Though most of the American pioneers settled in what is now Oregon, in 1846 a man appropriately named George Washington Bush staked a claim in what would become the state of Washington. Even if he had wanted to, Bush couldn’t have settled his family in Oregon because the area had several racist settlement laws, and Bush was a black man.

In 1849 the U.S. Army established Vancouver Barracks on a small rise overlooking HBC’s Fort Vancouver. The Army was there to ensure the safety of the new settlers and protect all American claims south of the 49th parallel. In 1860 HBC finally abandoned Fort Vancouver and moved its operations to Fort Victoria, north of the U.S. border. By the end of the day the U.S. Army taken over the fort. They briefly renamed it Fort Columbia, and with the land including the Vancouver Barracks it became the first American military outpost in the region.

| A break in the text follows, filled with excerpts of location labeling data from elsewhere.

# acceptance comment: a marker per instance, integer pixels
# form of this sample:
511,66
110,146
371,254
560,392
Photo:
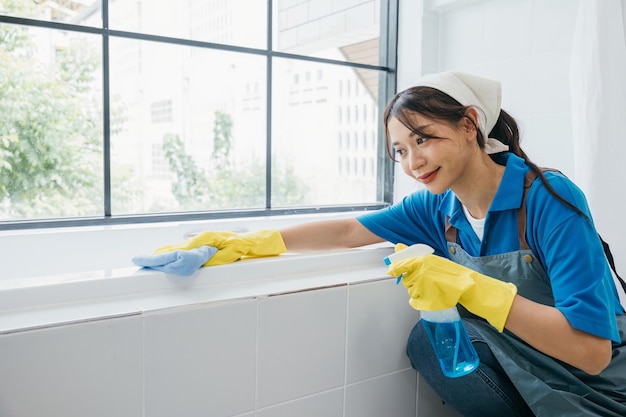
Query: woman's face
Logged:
439,158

The U.S. fort’s early years were fairly uneventful. In 1853 Ulysses S. Grant served as the Fort’s Quartermaster. He wasn’t there long before being re-assigned to Fort Humboldt in California in 1854. This next tidbit surprised me: in July of that same year Grant resigned from the Army. Grant spent the next seven years struggling to make a living for his family. When President Lincoln called for volunteers after the Confederates fired the first shots of the Civil War, Grant helped organize and lead a small infantry. And the rest as they say, is history.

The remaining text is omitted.